On 4/18/25 16:58, Gavin Guo wrote:
> When migrating a THP, concurrent access to the PMD migration entry
> during a deferred split scan can lead to a invalid address access, as
> illustrated below. To prevent this page fault, it is necessary to check
> the PMD migration entry and return early. In this context, there is no
> need to use pmd_to_swp_entry and pfn_swap_entry_to_page to verify the
> equality of the target folio. Since the PMD migration entry is locked,
> it cannot be served as the target.
> 
> Mailing list discussion and explanation from Hugh Dickins:
> "An anon_vma lookup points to a location which may contain the folio of
> interest, but might instead contain another folio: and weeding out those
> other folios is precisely what the "folio != pmd_folio((*pmd)" check
> (and the "risk of replacing the wrong folio" comment a few lines above
> it) is for."
> 
> BUG: unable to handle page fault for address: ffffea60001db008
> CPU: 0 UID: 0 PID: 2199114 Comm: tee Not tainted 6.14.0+ #4 NONE
> Hardware name: QEMU Standard PC (Q35 + ICH9, 2009), BIOS 1.16.3-debian-1.16.3-2 04/01/2014
> RIP: 0010:split_huge_pmd_locked+0x3b5/0x2b60
> Call Trace:
> <TASK>
> try_to_migrate_one+0x28c/0x3730
> rmap_walk_anon+0x4f6/0x770
> unmap_folio+0x196/0x1f0
> split_huge_page_to_list_to_order+0x9f6/0x1560
> deferred_split_scan+0xac5/0x12a0
> shrinker_debugfs_scan_write+0x376/0x470
> full_proxy_write+0x15c/0x220
> vfs_write+0x2fc/0xcb0
> ksys_write+0x146/0x250
> do_syscall_64+0x6a/0x120
> entry_SYSCALL_64_after_hwframe+0x76/0x7e
> 
> The bug is found by syzkaller on an internal kernel, then confirmed on
> upstream.
> 
> Fixes: 84c3fc4e9c56 ("mm: thp: check pmd migration entry in common path")

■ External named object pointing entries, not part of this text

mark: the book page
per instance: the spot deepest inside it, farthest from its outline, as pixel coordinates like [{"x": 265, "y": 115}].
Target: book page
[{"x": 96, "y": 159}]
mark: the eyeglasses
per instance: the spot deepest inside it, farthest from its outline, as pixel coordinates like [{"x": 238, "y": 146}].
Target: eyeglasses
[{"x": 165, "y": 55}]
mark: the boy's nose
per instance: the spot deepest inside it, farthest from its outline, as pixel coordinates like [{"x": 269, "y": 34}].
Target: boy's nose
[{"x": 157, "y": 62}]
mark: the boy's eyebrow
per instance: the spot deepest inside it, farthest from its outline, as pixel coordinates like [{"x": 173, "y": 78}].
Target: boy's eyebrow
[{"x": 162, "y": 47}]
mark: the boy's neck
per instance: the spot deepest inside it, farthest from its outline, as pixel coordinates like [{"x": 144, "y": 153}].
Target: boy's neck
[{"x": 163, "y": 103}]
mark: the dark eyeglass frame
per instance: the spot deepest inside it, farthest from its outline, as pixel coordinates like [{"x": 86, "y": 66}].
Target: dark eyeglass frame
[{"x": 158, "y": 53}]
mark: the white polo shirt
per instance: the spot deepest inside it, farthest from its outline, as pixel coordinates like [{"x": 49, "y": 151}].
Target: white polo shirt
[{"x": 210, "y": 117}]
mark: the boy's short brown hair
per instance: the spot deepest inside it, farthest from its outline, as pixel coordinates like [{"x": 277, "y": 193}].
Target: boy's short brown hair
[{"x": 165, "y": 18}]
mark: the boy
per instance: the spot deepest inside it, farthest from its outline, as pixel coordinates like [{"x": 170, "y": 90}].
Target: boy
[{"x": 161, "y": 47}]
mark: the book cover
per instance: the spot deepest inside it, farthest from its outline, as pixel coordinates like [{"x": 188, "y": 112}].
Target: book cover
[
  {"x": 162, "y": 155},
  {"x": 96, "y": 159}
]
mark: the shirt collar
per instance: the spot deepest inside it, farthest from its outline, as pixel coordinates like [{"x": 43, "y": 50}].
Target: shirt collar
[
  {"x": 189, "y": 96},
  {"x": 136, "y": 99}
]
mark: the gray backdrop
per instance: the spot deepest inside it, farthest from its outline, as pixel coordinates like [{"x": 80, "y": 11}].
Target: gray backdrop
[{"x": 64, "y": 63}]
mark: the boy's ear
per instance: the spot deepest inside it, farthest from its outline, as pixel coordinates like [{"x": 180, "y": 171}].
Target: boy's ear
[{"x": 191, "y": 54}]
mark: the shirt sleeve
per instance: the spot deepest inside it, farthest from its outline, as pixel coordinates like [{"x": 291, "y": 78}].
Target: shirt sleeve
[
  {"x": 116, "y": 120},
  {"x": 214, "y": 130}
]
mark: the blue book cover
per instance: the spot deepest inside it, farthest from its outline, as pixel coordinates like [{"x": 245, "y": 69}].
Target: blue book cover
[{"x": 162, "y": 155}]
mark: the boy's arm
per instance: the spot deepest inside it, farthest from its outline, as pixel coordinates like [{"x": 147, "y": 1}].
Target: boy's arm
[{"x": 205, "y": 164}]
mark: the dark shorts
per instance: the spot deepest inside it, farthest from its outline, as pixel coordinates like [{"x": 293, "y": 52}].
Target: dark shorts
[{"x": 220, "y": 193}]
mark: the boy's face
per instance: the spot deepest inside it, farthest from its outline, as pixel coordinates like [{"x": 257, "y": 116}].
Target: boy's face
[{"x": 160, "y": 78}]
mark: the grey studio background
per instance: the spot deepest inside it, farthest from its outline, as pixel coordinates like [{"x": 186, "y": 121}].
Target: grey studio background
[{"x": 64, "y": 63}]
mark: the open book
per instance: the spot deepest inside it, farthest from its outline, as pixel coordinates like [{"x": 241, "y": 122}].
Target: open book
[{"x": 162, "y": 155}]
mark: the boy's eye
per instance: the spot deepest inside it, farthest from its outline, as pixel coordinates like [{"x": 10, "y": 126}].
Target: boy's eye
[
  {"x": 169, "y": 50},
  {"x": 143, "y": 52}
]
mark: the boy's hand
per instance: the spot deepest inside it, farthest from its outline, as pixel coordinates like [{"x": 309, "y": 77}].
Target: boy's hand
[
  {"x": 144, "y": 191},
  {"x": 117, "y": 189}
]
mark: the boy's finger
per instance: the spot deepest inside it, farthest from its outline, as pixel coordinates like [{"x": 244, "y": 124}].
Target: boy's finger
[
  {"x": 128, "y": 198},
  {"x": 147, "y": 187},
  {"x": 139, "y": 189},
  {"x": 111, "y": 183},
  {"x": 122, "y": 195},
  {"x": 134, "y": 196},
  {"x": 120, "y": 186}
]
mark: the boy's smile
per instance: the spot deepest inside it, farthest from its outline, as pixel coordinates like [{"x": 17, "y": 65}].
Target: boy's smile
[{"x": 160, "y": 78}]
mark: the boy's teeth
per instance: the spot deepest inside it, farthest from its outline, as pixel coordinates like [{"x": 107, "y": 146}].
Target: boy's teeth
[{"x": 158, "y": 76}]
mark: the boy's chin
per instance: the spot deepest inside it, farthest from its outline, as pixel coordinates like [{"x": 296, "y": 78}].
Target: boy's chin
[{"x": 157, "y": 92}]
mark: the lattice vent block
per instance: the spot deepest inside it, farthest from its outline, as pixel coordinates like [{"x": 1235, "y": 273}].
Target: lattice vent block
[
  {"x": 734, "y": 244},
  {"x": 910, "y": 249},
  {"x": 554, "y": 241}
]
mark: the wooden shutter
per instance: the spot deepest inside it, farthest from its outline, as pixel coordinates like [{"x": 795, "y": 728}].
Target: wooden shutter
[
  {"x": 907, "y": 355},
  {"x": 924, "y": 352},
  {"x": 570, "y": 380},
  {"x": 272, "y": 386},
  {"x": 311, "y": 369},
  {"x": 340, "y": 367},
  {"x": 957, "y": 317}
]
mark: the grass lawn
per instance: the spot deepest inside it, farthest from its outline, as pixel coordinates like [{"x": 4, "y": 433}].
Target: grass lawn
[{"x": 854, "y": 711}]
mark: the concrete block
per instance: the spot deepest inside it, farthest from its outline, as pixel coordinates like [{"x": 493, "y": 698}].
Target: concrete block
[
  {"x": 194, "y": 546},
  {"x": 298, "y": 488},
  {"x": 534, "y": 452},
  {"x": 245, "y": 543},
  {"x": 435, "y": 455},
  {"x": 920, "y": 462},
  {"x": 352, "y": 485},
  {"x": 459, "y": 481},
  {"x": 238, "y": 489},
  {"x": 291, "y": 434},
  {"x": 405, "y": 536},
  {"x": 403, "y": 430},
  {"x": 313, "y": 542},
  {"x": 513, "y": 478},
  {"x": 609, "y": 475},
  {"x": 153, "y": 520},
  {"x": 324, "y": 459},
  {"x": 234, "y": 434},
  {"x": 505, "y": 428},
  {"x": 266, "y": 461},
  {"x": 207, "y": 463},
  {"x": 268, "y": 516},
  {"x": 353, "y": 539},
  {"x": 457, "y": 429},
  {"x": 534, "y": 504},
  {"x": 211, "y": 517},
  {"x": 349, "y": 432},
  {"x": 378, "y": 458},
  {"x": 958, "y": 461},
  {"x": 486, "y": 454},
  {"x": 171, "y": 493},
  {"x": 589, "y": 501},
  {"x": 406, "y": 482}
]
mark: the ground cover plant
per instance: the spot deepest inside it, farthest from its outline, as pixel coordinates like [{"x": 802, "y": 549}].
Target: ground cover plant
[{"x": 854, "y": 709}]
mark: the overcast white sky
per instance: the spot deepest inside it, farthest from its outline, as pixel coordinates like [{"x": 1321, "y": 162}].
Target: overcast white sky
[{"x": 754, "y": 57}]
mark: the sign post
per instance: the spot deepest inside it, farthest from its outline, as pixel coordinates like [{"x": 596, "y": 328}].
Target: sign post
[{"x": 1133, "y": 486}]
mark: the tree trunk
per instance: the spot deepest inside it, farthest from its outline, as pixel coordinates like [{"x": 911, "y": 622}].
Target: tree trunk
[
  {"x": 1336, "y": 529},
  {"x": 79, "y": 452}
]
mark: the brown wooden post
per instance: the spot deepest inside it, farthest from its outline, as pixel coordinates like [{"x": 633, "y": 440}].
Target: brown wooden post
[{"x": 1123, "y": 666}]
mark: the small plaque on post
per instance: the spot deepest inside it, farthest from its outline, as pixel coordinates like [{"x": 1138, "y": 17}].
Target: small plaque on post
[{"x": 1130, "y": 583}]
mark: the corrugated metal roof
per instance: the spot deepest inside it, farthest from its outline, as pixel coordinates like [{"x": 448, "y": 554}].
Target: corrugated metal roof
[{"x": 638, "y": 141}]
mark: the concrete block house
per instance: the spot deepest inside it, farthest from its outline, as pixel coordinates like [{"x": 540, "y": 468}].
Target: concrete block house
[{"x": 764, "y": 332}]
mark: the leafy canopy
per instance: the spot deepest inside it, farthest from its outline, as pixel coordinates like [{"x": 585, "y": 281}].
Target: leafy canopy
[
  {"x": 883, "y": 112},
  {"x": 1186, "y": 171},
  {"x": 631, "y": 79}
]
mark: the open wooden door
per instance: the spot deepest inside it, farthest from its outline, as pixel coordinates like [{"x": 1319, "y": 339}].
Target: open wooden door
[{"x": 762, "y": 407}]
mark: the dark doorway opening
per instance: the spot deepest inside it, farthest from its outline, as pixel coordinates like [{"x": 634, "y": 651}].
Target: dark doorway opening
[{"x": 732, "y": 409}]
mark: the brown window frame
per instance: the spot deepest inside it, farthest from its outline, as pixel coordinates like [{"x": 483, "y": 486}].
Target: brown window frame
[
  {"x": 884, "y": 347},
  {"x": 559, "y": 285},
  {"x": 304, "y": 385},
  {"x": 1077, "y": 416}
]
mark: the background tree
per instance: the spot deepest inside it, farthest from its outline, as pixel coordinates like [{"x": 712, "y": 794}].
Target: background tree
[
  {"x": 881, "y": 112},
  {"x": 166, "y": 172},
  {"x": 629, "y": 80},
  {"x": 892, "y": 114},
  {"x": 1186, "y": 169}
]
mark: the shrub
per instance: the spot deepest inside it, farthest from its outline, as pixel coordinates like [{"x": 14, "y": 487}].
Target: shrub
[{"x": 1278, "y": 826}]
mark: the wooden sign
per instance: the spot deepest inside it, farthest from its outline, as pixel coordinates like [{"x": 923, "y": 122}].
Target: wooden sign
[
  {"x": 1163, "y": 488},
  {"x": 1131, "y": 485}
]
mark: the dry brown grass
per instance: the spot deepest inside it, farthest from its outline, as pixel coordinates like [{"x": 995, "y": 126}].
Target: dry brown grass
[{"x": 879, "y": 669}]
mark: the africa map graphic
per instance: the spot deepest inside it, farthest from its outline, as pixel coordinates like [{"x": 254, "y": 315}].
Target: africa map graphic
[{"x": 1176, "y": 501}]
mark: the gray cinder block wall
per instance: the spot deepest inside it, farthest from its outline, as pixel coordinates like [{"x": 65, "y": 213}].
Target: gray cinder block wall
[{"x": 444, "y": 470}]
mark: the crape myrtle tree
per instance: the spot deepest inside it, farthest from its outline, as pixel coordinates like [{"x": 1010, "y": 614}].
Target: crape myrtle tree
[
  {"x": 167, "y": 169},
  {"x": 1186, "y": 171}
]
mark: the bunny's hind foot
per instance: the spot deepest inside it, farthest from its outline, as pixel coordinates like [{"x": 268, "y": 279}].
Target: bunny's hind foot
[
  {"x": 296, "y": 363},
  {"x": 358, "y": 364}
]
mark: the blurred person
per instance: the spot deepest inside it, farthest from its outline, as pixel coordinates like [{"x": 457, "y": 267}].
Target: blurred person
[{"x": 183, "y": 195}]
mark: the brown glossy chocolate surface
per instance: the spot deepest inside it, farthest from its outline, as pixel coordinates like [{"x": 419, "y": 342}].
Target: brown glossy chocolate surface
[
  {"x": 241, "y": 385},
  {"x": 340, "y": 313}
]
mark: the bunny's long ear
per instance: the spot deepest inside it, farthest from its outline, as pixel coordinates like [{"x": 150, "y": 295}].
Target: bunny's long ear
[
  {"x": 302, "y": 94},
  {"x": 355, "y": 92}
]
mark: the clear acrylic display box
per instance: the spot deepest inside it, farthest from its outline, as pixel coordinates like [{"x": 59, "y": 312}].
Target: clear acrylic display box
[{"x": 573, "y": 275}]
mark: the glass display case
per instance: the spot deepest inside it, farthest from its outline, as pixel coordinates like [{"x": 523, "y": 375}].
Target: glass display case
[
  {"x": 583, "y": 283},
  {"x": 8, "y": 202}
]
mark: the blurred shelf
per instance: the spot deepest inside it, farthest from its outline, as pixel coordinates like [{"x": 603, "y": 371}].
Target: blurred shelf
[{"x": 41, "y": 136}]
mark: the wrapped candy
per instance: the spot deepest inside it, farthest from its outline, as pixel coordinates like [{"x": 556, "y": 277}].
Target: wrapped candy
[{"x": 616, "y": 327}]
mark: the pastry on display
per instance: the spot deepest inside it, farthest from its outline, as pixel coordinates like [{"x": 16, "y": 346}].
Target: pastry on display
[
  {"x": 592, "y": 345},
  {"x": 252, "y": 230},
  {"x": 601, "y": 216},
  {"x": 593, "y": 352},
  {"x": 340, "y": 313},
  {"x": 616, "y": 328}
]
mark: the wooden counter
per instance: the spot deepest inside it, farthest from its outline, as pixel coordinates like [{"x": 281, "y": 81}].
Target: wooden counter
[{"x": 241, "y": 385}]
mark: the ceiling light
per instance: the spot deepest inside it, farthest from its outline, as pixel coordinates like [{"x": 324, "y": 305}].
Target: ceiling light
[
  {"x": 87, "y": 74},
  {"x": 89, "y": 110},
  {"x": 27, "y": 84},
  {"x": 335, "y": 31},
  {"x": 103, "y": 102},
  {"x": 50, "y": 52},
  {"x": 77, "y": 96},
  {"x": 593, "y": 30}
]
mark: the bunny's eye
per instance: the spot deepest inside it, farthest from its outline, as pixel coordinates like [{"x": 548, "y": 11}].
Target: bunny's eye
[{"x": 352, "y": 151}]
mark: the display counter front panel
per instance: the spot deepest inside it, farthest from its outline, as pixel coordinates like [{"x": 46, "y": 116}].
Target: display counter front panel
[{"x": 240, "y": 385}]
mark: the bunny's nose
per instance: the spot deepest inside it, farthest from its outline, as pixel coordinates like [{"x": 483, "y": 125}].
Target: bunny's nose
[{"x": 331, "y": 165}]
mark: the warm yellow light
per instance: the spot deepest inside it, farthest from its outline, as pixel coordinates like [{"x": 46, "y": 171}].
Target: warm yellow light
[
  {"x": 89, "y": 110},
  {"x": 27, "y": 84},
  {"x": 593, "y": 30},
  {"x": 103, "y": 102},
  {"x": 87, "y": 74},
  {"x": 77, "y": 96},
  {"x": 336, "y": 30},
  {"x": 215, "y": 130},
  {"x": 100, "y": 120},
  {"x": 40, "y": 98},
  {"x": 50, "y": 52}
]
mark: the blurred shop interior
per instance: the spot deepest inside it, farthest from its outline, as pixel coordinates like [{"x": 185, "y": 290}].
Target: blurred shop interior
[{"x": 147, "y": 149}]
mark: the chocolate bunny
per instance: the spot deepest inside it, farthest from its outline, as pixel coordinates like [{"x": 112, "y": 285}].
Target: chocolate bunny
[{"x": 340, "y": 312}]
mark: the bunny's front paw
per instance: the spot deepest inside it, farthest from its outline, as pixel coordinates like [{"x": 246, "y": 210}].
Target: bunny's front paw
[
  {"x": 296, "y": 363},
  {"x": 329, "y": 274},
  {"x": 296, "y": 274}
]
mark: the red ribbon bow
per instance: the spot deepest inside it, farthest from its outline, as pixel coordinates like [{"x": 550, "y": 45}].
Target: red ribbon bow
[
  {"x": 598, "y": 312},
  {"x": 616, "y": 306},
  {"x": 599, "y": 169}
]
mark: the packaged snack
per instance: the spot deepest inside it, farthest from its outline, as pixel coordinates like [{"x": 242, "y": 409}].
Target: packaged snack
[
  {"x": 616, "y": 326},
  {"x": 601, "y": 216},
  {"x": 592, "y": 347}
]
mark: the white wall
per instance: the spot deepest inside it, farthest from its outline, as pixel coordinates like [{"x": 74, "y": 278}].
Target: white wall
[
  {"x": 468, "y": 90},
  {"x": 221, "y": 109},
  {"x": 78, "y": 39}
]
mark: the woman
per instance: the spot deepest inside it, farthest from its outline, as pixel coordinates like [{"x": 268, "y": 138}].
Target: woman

> Cc: stable@vger.kernel.org
> Signed-off-by: Gavin Guo <gavinguo@igalia.com>
> Acked-by: David Hildenbrand <david@redhat.com>
> Acked-by: Hugh Dickins <hughd@google.com>
> Acked-by: Zi Yan <ziy@nvidia.com>
> Link: https://lore.kernel.org/all/20250414072737.1698513-1-gavinguo@igalia.com/
> ---
> V1 -> V2: Add explanation from Hugh and correct the wording from page
> fault to invalid address access.
> 
>   mm/huge_memory.c | 18 ++++++++++++++----
>   1 file changed, 14 insertions(+), 4 deletions(-)
> 
> diff --git a/mm/huge_memory.c b/mm/huge_memory.c
> index 2a47682d1ab7..0cb9547dcff2 100644
> --- a/mm/huge_memory.c
> +++ b/mm/huge_memory.c
> @@ -3075,6 +3075,8 @@ static void __split_huge_pmd_locked(struct vm_area_struct *vma, pmd_t *pmd,
>   void split_huge_pmd_locked(struct vm_area_struct *vma, unsigned long address,
>   			   pmd_t *pmd, bool freeze, struct folio *folio)
>   {
> +	bool pmd_migration = is_pmd_migration_entry(*pmd);
> +
>   	VM_WARN_ON_ONCE(folio && !folio_test_pmd_mappable(folio));
>   	VM_WARN_ON_ONCE(!IS_ALIGNED(address, HPAGE_PMD_SIZE));
>   	VM_WARN_ON_ONCE(folio && !folio_test_locked(folio));
> @@ -3085,10 +3087,18 @@ void split_huge_pmd_locked(struct vm_area_struct *vma, unsigned long address,
>   	 * require a folio to check the PMD against. Otherwise, there
>   	 * is a risk of replacing the wrong folio.
>   	 */
> -	if (pmd_trans_huge(*pmd) || pmd_devmap(*pmd) ||
> -	    is_pmd_migration_entry(*pmd)) {
> -		if (folio && folio != pmd_folio(*pmd))
> -			return;
> +	if (pmd_trans_huge(*pmd) || pmd_devmap(*pmd) || pmd_migration) {
> +		if (folio) {
> +			/*
> +			 * Do not apply pmd_folio() to a migration entry; and
> +			 * folio lock guarantees that it must be of the wrong
> +			 * folio anyway.
> +			 */
> +			if (pmd_migration)
> +				return;
> +			if (folio != pmd_folio(*pmd))
> +				return;
> +		}
>   		__split_huge_pmd_locked(vma, pmd, address, freeze);
>   	}
>   }
> 
> base-commit: a24588245776dafc227243a01bfbeb8a59bafba9

Hi Zi, I've carefully reviewed the mailing list and observed that the 
indentation is not a strong concern from the reviews. And the cleanup 
suggestion from David will override the modification in this patch. I 
have decided to keep the original version (the unindented one). Let me 
know if you have any feedback with the v2 patch. Thank you!